Because value-based care is a relatively new phenomenon, there aren’t any universally accepted blueprints for health systems to follow as they make the transition. There are, however, some programs—including Kaiser Permanente’s referral program—that have been implemented that can serve as a good starting point. The recent merger between CVS and Aetna, the partnership between JPMorgan Chase, Amazon and Berkshire Hathaway, and the merger between Advocate Health Care and Aurora Health Care illustrate how non-traditional partners are starting to work together so that pharma can contribute to the transition to value-based care.

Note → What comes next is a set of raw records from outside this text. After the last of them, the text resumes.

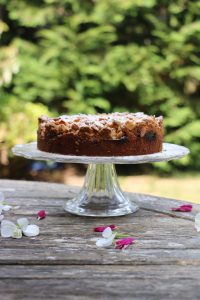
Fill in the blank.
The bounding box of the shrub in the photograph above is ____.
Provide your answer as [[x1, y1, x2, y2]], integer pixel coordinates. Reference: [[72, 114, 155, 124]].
[[0, 0, 200, 172]]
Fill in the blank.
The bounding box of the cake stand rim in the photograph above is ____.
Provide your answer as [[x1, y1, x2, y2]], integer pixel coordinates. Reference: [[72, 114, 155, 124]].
[[12, 142, 190, 164]]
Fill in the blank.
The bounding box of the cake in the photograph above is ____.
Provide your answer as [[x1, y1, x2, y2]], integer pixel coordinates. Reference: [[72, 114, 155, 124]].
[[37, 112, 163, 156]]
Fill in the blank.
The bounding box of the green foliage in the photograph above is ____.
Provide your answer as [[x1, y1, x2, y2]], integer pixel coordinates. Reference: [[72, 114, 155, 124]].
[[0, 0, 200, 172]]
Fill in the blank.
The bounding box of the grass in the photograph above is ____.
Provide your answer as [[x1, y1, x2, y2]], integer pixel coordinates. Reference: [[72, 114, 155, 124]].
[[119, 175, 200, 204], [32, 166, 200, 204]]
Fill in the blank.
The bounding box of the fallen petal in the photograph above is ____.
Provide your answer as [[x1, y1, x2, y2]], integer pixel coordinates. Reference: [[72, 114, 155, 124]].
[[194, 213, 200, 232], [12, 227, 22, 239], [17, 218, 29, 230], [171, 204, 192, 212], [22, 225, 40, 237], [0, 192, 5, 202], [1, 220, 17, 237], [37, 210, 46, 220], [3, 205, 12, 211], [115, 237, 135, 249], [102, 227, 112, 239], [96, 234, 115, 248], [94, 224, 117, 232]]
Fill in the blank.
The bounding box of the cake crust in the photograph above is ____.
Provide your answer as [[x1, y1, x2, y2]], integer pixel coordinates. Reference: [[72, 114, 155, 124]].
[[37, 113, 163, 156]]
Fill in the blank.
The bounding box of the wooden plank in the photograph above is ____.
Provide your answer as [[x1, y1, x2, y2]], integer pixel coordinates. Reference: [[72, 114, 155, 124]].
[[0, 180, 200, 219], [0, 266, 200, 300]]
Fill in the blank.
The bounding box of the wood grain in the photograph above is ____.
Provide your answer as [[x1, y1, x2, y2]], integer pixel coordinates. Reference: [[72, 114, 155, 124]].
[[0, 180, 200, 300]]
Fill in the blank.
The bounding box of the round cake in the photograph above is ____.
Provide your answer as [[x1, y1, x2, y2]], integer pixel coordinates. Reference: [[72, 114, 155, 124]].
[[37, 112, 163, 156]]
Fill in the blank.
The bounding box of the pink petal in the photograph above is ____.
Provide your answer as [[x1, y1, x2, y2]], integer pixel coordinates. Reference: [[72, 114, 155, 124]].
[[115, 238, 135, 249], [171, 204, 192, 212], [37, 210, 46, 220], [94, 224, 117, 232]]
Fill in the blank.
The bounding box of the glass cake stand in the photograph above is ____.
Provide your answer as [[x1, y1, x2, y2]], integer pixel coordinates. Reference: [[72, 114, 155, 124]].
[[12, 142, 189, 217]]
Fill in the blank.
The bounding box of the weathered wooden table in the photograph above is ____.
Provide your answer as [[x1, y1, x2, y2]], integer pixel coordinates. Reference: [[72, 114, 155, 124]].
[[0, 180, 200, 300]]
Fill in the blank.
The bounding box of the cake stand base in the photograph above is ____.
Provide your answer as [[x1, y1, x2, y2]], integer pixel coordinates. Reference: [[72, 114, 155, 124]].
[[12, 142, 189, 217], [64, 164, 138, 217]]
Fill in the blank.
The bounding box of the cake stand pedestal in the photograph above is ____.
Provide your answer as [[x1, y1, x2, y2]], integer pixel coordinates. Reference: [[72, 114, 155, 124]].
[[12, 142, 189, 217]]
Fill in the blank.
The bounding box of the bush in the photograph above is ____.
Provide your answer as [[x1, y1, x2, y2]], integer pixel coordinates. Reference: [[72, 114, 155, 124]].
[[0, 0, 200, 172]]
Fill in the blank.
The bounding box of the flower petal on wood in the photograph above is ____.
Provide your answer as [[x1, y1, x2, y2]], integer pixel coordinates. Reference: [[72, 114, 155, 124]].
[[115, 237, 135, 249], [12, 226, 22, 239], [17, 218, 29, 230], [194, 213, 200, 232], [94, 224, 117, 232], [102, 227, 112, 239], [171, 204, 192, 212], [1, 220, 17, 237], [96, 234, 115, 248], [0, 192, 5, 202], [37, 210, 46, 220], [3, 204, 12, 211]]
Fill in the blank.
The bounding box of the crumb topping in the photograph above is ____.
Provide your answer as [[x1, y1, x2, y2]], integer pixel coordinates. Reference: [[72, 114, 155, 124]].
[[38, 112, 163, 140]]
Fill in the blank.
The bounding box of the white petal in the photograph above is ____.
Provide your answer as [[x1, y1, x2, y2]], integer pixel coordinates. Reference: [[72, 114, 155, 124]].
[[17, 218, 28, 231], [3, 205, 12, 211], [195, 213, 200, 232], [0, 192, 5, 202], [1, 220, 17, 237], [96, 234, 115, 248], [102, 227, 112, 238], [23, 225, 40, 236], [12, 227, 22, 239]]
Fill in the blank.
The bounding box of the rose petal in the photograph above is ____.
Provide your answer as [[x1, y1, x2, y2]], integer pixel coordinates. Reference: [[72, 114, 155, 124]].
[[37, 210, 46, 220], [102, 227, 112, 238], [194, 213, 200, 232], [23, 225, 40, 237], [0, 192, 5, 202], [3, 205, 12, 211], [171, 204, 192, 212], [94, 224, 117, 232], [17, 218, 29, 230], [96, 234, 115, 248], [12, 226, 22, 239], [1, 220, 17, 237], [115, 237, 135, 249]]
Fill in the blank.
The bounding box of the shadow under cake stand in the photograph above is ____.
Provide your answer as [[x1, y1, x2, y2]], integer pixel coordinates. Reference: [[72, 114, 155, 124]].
[[12, 142, 189, 217]]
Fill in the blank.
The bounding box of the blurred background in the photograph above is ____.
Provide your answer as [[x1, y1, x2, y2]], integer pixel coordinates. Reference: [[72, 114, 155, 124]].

According to Dr. Berwick’s 2012 JAMA article, “there is an urgent need to bring US healthcare costs into a sustainable range for both public and private payers.” Berwick advises that, rather than cutting costs and reducing benefits, the better strategy is to mitigate wasted spending, noting that six categories of waste (overtreatment, failures of care coordination, failures in care processes, administrative complexity, pricing failures, and fraud and abuse) account for at least 20% of total healthcare expenditures in the U.S.

Value-based care can help systems achieve significant savings, but as Berwick cautions, “the potential economic dislocations are severe, and require mitigation through careful transition strategies.” Entering into strategic partnerships with industry, and with organizations whose sole focus is designing and delivering sustainable value-based models, can significantly reduce the burden on health systems while keeping costs controlled and improving overall patient satisfaction.